With counselling in full swing, the recent announcement in the Lok Sabha that Tamil Nadu has 11 fake engineering colleges could not have come at a worse time. However, the All India Council for Technical Education (AICTE) has clarified that the unapproved institutions primarily comprised catering and management colleges, quelling the panic among students.

Responding to a member’s query recently whether the government was aware of the number of fake engineering colleges in the country and if they had been identified, Union Minister of State for Human Resources Satya Pal Singh gave a break-up of the institutions. The member also wanted to know how many such institutions had been identified in the last three years.

The Minister said the AICTE had issued individual letters and public notices to the institutions and the State governments concerned instructing them to seek the council’s approval for conducting technical education programmes or close down.

277 dubious institutions

According to the AICTE, as many as 277 ‘fake’ institutions functioned in the country and 11 of them were operating in Tamil Nadu.

“They are the ones who have not taken approval.

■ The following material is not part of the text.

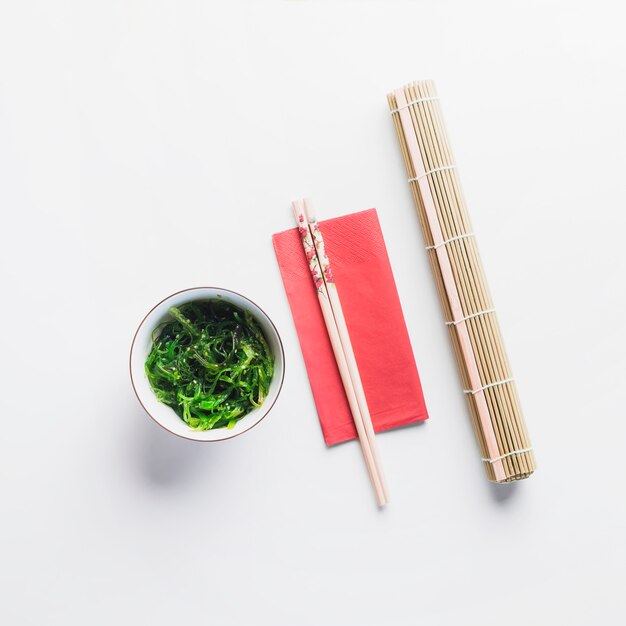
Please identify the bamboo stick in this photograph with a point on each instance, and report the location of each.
(467, 304)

They are not approved by the AICTE or affiliated to the respective universities. If they are not approved by the AICTE, then they are not approved by the university also. They will not be able to give degrees. These colleges may give some certificate or diploma which is not recognised for purposes of higher education or government jobs. Someone is giving training, which may be useful for some person; but the course will not have any recognition, unless the council has approved it. The details of the colleges are available on the AICTE’s website,” said council chairman Anil Sahasrabudhe.

On how the institutions could keep the affiliating university in the dark, he said: “A college has to first take approval from the AICTE; only then it can go to the university. Some people advertise that they are giving diplomas but the State government is not aware, and they are not approved by the State government. If someone takes admission, it is at his own risk. The AICTE and the UGC have put up details of the colleges on their website.”

The AICTE has a list 11 unapproved institutions on its website. These include institutions running hotel management, business management and human resource development courses.